Negli ultimi decenni, con l' avvento della società urbana e della metropoli, viene a volte affrontato un argomento centrale nella nostra vita concreta: il tempo, il modo come ci opprime nel lavoro o come lo perdiamo inultimente nel consumo. Basti citare, tra i tanti, molti film di Jerry Lewis o quel Ricomincio da capo (1993) di Harold Ramis, divenuto con gli anni un piccolo mito. In quella commedia, un cinico presentatore televisivo, che curava una rubrica di meteorologia, si trovava invischiato in una bolla temporale, costretto a ripetere ogni giorno le stesse situazioni della propria vita. Con una faticosa presa di coscienza imparava - alla fine- a usare le proprie giornate con un altro ritmo, cambiando la propria visione morale.

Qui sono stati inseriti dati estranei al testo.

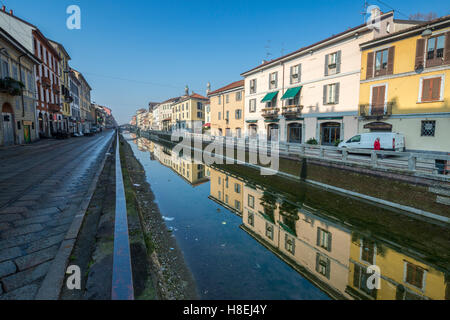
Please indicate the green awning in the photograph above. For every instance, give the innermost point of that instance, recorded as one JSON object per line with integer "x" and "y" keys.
{"x": 291, "y": 93}
{"x": 270, "y": 96}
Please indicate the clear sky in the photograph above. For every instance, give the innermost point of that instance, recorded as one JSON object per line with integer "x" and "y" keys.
{"x": 136, "y": 51}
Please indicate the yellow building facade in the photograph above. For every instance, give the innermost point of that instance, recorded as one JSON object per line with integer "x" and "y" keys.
{"x": 227, "y": 106}
{"x": 405, "y": 86}
{"x": 402, "y": 277}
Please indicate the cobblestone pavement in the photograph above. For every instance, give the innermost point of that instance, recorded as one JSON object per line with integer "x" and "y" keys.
{"x": 41, "y": 188}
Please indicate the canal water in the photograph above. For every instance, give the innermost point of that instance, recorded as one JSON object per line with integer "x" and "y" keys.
{"x": 243, "y": 239}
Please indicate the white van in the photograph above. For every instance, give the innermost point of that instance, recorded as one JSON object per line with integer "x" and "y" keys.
{"x": 389, "y": 141}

Ma si può vivere senza pesi?

Anche Ryan Bingham, il protagonista di Tra le nuvole ( 2009) di Jason Reitman, usa il proprio tempo in un modo singolare: il suo tipo di lavoro condiziona interamente il rapporto che stabilisce con gli uomini. E' un “tagliatore di teste”, uno di quei tecnici chiamati dalle aziende in crisi per licenziare i dipendenti giudicati in esubero. Si muove in tutte le aree del paese, trascorrendo la maggior parte del proprio tempo in aereo e sulle poltrone delle sale d'attesa. Orgoglioso della propria abilità, si è costruito una corazza psicologica, che lo rende impermeabile ai rapporti umani.
E' affetto dalla stessa anoressia emotiva del protagonista di Ricomincio da capo: negli esseri umani che gli capitano di fronte, non sa vedere altro che dei numeri. La sua unica preoccupazione è quella di conquistare i premi e i privilegi economici previsti per i successi raggiunti: ovvero quando riesce a cacciare più persone possibili dal proprio posto di lavoro.
Tenta di convincersi che si possano vivere i rapporti umani senza pesi. Vuole muoversi nell' esistenza leggero come viaggia tutto l'anno sugli aerei, con pochissimo bagaglio. Ma muoversi nella vita concreta degli uomini è più complicato: come accade spesso nel cinema americano, saranno due donne a aprire varchi dolorosi nella sua coscienza.
Costruito con rigore – attori efficacissimi, battute taglienti, tra cinismo e melanconia - il film di Reitman ha i modi e la tecnica di un prodotto di genere e cerca apertamente il consenso del grande pubblico.
Ma tra le pieghe di una narrazione elegante emerge un' angoscia autentica per la vita che ogni giorno conduciamo nel mondo del lavoro e nelle strade della città. Osservate la compassione dolorosa con cui il regista lavora sui volti degli impiegati che vengono licenziati: una sfilata di caratteri imperdibile che vi farà amare questo film.